Furthermore, you can also perform a second crawl of your website, ignoring directive live “nofollow” and “noindex” and compare them to the original crawl.
However, there may be pages that are only accessible by crawlers who ignore such directives, and those can be another source of orphan pages.
Finally, you can get a list of URLs from Google Search Console as well.
How to Fix Orphan Pages?
After finding the orphan pages, you need to fix the issue. However, before you fix them consider addressing why these pages became orphans, to begin with.
This can help to make sure it does not happens again. Taking this step can help to identify and implement guidelines for redirects and internal linking will benefit you in the future.
Keep on reading.
Let’s discuss how you can fix orphan pages:
Resurrecting an Orphan Page
This is an easy solution.
When you want an orphan page to be found and visited, all you need to do is to create an internal link to it from another page on your website.
Moreover, you can achieve this with a link to a page from another website.
However, linking from within your own website is the easiest and better for search engine crawlers and indexing.
What actually matters is that you create an opportunity for the page to be found by the search crawlers and users.
Finding an Unncessaey Orphan Page
There are a number of wats to do about fixing the issue of unwanted orphan pages.
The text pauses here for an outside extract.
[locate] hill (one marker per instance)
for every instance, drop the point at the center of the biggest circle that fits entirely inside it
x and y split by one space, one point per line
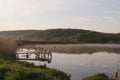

This means that you do not want the page to exist.
One option to do so is to archive the page.
In these cases, the page and its information are still viewable, however, is no longer a part of the liv site.
It will act much like when an internal corporate document is no longer in circulation and your archive it for the prosperity of your business.
Another method is to set up a redirect of the URL to a new location, ideally a relevant equivalent page or the older/directory it lives in.
Moreover, search crawlers and users that come across this will then be redirected to a page you want them to see and crawlers will index it accordingly.
Search engines cannot index orphan pages if they do not show up in your sitemap and they can create SEO issues. When you do through the above steps and solve these issues, make sure you are fixing problems that can help improve your SEO. You can use the methods above to find the orphan pages and get this issue resolved.